Every year around the beginning of March, as the NBA all-star game comes to an end and fans start shifting their focus towards accolades and playoff brackets, there’s a debate over what it means to be the most valuable player in the league. Some argue it should be the best player on the best team, others argue it should be the player that makes the biggest difference, and a third argument says the award should go to the best all-around player.
This debate reached its pinnacle at the end of the 2016 season, as Stephen Curry became the first player to win the MVP award by a unanimous vote. While most agreed Curry deserved the award after he broke all kinds of records and led the league in scoring while leading his team to the best record in NBA history, most disagreed that he should’ve won it unanimously. They compared it to LeBron and Jordan’s MVP seasons and concluded if they didn’t win unanimously, Steph wasn’t deserving.
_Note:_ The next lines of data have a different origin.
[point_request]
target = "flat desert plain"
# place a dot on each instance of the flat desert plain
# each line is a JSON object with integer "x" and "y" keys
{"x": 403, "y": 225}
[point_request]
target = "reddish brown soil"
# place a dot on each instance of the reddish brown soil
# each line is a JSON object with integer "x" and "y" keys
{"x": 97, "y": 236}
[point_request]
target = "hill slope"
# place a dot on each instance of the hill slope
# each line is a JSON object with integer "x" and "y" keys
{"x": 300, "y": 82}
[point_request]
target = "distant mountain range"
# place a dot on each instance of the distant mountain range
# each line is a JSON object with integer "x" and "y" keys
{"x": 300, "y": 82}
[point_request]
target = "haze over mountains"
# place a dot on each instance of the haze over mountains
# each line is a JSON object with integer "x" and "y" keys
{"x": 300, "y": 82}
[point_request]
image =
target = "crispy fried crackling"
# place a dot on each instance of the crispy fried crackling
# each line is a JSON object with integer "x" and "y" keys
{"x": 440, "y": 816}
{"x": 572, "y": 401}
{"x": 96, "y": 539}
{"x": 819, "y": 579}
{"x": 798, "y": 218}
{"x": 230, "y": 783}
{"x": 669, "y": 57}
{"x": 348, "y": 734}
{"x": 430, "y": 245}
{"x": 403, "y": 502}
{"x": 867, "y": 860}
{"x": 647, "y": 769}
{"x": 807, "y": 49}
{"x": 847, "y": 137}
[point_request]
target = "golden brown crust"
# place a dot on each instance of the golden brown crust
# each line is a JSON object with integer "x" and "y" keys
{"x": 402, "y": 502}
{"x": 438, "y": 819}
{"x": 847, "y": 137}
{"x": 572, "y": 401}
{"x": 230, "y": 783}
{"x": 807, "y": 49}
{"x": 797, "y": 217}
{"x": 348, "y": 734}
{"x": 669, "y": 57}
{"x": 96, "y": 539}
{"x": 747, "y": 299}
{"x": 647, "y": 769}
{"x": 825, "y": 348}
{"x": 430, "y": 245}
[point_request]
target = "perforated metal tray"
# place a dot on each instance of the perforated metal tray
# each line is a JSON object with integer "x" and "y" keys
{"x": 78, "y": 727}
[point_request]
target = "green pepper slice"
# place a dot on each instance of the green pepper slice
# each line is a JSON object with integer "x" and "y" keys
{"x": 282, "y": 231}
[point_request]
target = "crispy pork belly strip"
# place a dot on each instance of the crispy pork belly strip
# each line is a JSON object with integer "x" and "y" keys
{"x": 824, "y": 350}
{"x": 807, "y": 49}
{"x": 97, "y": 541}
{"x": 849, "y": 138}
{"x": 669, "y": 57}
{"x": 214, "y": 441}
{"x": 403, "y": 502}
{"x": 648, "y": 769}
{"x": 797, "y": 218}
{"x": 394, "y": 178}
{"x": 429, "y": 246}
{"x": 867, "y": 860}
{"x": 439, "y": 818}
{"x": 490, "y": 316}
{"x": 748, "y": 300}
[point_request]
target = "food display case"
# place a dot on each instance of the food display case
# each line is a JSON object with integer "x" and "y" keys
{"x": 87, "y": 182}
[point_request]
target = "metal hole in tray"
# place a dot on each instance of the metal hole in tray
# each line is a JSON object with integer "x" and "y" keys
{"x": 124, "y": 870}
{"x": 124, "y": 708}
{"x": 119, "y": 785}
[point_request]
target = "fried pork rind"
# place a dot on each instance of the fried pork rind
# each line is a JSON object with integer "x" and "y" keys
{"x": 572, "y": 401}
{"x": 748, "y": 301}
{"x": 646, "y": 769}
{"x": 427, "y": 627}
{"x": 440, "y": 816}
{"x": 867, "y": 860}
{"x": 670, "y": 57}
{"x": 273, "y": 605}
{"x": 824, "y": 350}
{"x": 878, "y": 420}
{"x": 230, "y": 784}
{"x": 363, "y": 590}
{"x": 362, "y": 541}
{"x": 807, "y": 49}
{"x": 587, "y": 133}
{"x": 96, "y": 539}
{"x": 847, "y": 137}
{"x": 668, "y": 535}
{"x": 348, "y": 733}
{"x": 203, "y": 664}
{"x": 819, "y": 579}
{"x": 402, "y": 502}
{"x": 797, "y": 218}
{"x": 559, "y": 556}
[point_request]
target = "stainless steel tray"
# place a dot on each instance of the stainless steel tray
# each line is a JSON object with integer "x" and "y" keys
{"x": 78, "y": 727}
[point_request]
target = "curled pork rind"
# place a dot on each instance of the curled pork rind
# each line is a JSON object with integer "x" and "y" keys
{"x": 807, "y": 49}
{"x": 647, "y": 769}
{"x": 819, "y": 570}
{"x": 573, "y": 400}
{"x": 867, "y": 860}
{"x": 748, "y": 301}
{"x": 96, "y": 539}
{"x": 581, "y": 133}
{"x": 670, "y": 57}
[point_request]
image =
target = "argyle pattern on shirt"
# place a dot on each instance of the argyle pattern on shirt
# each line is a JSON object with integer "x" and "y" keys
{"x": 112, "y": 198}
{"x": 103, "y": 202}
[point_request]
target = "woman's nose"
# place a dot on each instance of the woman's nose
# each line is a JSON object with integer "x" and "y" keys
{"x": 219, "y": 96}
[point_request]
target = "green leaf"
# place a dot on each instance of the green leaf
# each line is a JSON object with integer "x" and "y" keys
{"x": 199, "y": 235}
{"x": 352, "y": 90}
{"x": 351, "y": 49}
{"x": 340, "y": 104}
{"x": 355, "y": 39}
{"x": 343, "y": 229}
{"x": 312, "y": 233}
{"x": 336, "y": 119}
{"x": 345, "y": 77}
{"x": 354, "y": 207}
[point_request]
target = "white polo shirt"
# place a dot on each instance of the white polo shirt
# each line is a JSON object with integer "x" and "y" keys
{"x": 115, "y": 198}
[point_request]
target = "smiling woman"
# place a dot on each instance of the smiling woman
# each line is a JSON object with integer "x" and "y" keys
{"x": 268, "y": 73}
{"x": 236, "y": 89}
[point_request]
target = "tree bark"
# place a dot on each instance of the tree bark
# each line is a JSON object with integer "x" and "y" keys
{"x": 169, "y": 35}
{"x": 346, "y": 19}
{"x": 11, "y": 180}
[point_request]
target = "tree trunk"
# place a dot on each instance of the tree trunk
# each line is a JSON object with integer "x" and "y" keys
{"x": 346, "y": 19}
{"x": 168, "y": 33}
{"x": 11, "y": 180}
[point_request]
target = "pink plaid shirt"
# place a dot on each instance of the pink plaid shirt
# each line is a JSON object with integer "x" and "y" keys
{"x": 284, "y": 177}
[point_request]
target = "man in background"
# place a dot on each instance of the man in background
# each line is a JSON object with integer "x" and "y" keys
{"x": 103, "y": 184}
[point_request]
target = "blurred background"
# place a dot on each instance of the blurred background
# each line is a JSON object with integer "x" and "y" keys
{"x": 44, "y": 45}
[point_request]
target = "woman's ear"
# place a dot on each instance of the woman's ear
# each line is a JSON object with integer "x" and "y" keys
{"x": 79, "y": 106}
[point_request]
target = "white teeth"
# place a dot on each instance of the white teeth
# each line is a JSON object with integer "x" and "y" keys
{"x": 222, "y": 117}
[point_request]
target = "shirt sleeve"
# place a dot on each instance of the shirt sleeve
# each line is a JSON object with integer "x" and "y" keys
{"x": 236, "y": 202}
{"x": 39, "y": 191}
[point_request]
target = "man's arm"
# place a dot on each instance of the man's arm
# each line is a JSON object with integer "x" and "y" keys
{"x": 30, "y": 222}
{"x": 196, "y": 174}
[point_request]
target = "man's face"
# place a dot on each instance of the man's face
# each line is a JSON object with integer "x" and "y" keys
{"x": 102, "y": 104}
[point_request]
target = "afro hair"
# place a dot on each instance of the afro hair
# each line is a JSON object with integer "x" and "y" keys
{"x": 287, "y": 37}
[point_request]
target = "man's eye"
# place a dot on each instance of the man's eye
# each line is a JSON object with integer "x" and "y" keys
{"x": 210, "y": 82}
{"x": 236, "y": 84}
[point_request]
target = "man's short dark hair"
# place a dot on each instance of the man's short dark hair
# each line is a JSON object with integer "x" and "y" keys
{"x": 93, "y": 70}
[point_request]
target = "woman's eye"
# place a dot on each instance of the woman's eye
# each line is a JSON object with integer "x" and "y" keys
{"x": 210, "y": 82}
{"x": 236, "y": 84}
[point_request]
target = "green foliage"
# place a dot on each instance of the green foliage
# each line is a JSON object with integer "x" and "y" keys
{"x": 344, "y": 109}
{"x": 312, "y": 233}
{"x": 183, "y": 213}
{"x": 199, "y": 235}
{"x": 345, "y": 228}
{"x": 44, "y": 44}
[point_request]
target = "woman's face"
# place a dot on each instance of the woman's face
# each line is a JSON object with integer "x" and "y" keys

The decision sparked even more controversy when, not only did Stephen Curry’s lackluster performance in the finals lead to a 3-1 series lead meltdown, the Cavaliers central offensive focus was to attack Curry on defense. How could a unanimous MVP be deliberately targeted over the course of a seven game series because he couldn’t stop the opposing team’s Point Guard? This wasn’t even the first time it happened, as Klay Thompson has been defending the best guard on the opposing team consistently over the course of the last two years.
Herein lies the argument. It should be noted that Stephen Curry deserved the MVP award in 2016 no matter how you define it, but also that an MVP award should be weighted between offense and defense. Curry was good enough on defense in 2016 that his ridiculous offensive performance was rightly rewarded, but what about Derrick Rose in 2011, or, for that matter, Stephen Curry in 2015? While those two guys may have been the best offensive players during those seasons, they were neither the best all-around players in the league, nor did they make the biggest difference to their respective teams.
The MLB, NHL, and NFL all have their own versions of an offensive player of the year award that is separate from MVP, why doesn’t the NBA? If Russell Westbrook averages a triple double next season but the Thunder miss the playoffs, he wouldn’t be the most valuable player in the league, but he would certainly be the best offensive player.
We live in a sports world fixated on statistics and numbers, and we like to reward those who excel on the stat sheet, but an MVP award means much more than simple numbers. If a player carries his team to success by dominating in versatile ways on both offense and defense, he should win the league’s MVP over a guy who scores 30 a game but plays lousy defense and doesn’t rebound or pass at an elite level. The guy who puts up the insane offensive numbers shouldn’t be forgotten, however. He should be awarded the Offensive Player of the Year.